DREAM develop and maintain the dynamic micro-simulation model SMILE. The model starts with the entire Danish population in a base year (with approximately 5.7 million individuals) and simulates the further life course for each individual in this initial population. Transition probabilities depending on individual characteristics are estimated from observed transitions in a recent period.
The SMILE model (Simulation Model for Individual Lifecycle Evaluation) is a Danish dynamic, data-driven microsimulation model. The current version forecasts demography, household structure, education level, socioeconomic characteristics, housing demand, income, taxation, public benefits and labour market pensions.
The SMILE model is dynamic in the sense that an initial population (the entire Danish population of approximately 5.7 million persons) is forecasted into the future. The SMILE model is a data-driven model, based on rich Danish register data. The data cover the entire Danish population on annual basis in the period between 1986 and 2013. On each individual our dataset contains information about the person him-/herself (gender, age, educational background, labor market participation, income etc.), the person’s family situation (single/couple, number of children living at home etc.) and information about the dwelling that the person’s household occupies (location, owner/rental status, dwelling type and size etc.). We derive data from seven different sources made available through Statistics Denmark. The main data sources are the Danish Civil Registration System (CPR-registret), the Housing Register (Bygnings- og Boligregistret, BBR), the education register (Uddannelsesregistret) and the labor force statistics (Registerbaseret Arbejdsstyrkestatistik, RAS).

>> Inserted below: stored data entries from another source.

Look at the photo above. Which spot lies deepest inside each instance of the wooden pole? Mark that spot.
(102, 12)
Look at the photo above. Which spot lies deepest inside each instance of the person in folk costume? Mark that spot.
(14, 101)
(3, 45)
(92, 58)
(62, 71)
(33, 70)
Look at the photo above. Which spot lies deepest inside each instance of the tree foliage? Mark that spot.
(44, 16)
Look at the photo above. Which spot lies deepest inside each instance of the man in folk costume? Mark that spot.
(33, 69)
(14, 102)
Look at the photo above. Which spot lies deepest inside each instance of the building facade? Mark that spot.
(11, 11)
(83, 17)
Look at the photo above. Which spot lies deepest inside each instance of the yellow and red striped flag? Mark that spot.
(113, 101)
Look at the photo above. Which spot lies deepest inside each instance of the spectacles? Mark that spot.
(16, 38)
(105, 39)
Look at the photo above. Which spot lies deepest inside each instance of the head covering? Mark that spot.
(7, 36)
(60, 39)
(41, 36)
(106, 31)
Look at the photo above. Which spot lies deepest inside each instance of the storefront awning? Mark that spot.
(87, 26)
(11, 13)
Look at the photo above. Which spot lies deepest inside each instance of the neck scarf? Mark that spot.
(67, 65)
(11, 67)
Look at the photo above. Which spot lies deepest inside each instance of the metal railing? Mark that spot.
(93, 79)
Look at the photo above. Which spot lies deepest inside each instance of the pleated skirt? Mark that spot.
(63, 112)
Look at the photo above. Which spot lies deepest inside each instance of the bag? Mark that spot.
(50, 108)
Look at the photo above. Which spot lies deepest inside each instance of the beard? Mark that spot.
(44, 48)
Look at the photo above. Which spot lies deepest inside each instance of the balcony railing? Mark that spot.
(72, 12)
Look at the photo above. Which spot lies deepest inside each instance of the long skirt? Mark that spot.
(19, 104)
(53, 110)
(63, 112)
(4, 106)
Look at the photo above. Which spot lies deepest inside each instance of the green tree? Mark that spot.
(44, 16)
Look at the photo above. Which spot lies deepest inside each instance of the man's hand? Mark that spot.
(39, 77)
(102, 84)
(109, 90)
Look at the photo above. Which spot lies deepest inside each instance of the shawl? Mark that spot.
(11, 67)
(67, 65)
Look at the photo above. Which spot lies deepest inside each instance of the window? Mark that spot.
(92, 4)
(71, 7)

Demographic events such as death, birth, immigration, emigration etc. are modelled. Projections of death probabilities are based on the Lee-Carter econometric method (Lee & Carter, 1992). The model has been developed to include two regional models: in one the country is subdivided in 98 regions, while the other uses the more crude subdivision of 11 regions. The family structure is modelled by subdividing events of leaving home-events for adult children, couple-establishment and –splitting; to implement the couple establishment we deploy our matching algorithm called SBAM (Stephensen & Markeprand, 2013). To obtain a realistic family structure the model includes parity, in which the fertility coefficients includes a component that accounts for the previously births in the household.

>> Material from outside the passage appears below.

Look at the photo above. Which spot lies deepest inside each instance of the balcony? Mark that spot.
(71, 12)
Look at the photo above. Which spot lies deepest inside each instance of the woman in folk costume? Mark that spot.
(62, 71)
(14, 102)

The moving probability is determined by background characteristics of the household and by characteristics of the household's current dwelling.
The modelling of education decisions is based on a regionally subdivided transition probabilities calculated from Danish register data and it thus forecasts education levels by employing historical educational behaviour. The model establishes each person’s on-going education, duration of the current education spell and the highest attained education.
The modelling of income and labour market dynamics is subdivided into a labour supply model and an earned income model. The labour supply model firstly divide individual labour-supply event into gross labour force, retirement and study status. The gross labour force subdivides the status further into employment, unemployed, cash-benefit and no-income states, determined by a competitive risk model to model the annual in- and outflow that characterise the labour market dynamics. The model includes persistency of employment that should take into account the disparity in the distribution of attachment to the labour market in the population. The employment state is further subdivided into self-employment, assisting spouses and employed. Students also determine their employment status: a model based on annual transition probabilities. The retirement event consists of an early retirement scheme, a disability pension scheme and the age-retirement pension scheme.
Employed and students employed also determine their supply of weekly working hours, and for students a separate model determines the annual weeks of employment. Further a model for the wage rate is determined by a heterogenic dynamic model.
The income of self-employed and assisting spouses is determined by a dynamic model which has a heterogenic persistent term and duration of the employment spell.
Based on the earned income and the individual/family characteristics we can determine the rights of social- or income-replacing transfers and the tax obligations, and the contributions to the labor market pension schemes. The labor market pension schemes are personal and are basically life annuities.